Acting via B(2) receptor, BK contributes to the antihypertrophic and antiproliferative effects of captopril on cardiomyocytes and CFs. In the absence of B(2) receptor, B(1) receptor may act a compensatory mechanism for the B(2) receptor and contribute to the inhibition of cardiomyocyte hypertrophy and CFs proliferation by captopril. NO and cGMP play an important role in the effect of B(1) receptor.
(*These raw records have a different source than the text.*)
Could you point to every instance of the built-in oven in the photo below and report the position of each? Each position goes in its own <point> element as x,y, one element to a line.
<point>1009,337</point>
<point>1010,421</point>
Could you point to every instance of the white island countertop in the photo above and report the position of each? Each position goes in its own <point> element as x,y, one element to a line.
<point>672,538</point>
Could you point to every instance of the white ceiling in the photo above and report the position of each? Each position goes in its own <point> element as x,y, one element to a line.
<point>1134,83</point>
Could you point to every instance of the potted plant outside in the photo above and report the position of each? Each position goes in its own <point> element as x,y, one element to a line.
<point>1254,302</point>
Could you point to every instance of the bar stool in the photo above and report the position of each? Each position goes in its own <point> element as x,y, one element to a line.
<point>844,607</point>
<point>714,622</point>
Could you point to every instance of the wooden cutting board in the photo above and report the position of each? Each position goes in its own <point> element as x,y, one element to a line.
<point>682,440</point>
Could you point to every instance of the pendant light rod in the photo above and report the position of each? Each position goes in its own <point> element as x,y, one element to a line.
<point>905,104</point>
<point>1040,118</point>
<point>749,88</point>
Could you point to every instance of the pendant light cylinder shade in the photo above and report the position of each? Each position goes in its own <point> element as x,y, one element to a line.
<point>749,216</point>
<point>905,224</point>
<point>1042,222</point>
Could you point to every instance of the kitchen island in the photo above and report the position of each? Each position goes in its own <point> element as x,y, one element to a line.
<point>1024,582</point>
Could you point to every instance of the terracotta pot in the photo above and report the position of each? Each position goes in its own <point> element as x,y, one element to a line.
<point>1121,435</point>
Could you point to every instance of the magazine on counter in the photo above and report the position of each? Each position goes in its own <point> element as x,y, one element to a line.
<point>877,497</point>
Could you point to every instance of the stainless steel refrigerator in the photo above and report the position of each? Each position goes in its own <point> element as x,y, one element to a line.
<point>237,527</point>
缓激肽(BK)主要作用于两种受体亚型:B(1)和B(2),B(2)受体的激活介导了血管紧张素转换酶抑制剂(ACEi)最著名的心脏保护作用,然而,B(1)受体在ACEi中的作用尚未完全明确。我们研究了B(1)受体在ACE抑制剂卡托普利对血管紧张素II(Ang II)诱导的大鼠心肌细胞肥大和心脏成纤维细胞增殖的抑制作用中的作用,并探讨了其可能机制。
新生大鼠心肌细胞和心脏成纤维细胞(CFs)分别单独或联合用Ang II、卡托普利、B(2)受体拮抗剂(HOE-140)和B(1)受体拮抗剂(des-Arg(10),Leu(9)-缓激肽)处理。采用流式细胞术评估细胞周期、细胞大小和蛋白质含量。用比色法和放射免疫分析法测定一氧化氮(NO)和细胞内环磷酸鸟苷(cGMP)水平。
CFs和心肌细胞与0.1 μmol/L Ang II孵育48小时后,CFs处于S期的百分比、心肌细胞大小和蛋白质含量显著增加(与对照组相比,P均<0.01),而10 μmol/L卡托普利可抑制这些增加。然而,NO和cGMP水平显著高于单独使用Ang II时(P均<0.01)。1 μmol/L HOE-140或0.1 μmol/L des-Arg(10),Leu(9)-缓激肽减弱了卡托普利的作用,而同时阻断B(1)和B(2)受体可进一步削弱该作用。
BK通过B(2)受体发挥作用,有助于卡托普利对心肌细胞和CFs的抗肥大和抗增殖作用。在缺乏B(2)受体时,B(1)受体可能作为B(2)受体的一种代偿机制,有助于卡托普利抑制心肌细胞肥大和CFs增殖。NO和cGMP在B(1)受体的作用中起重要作用。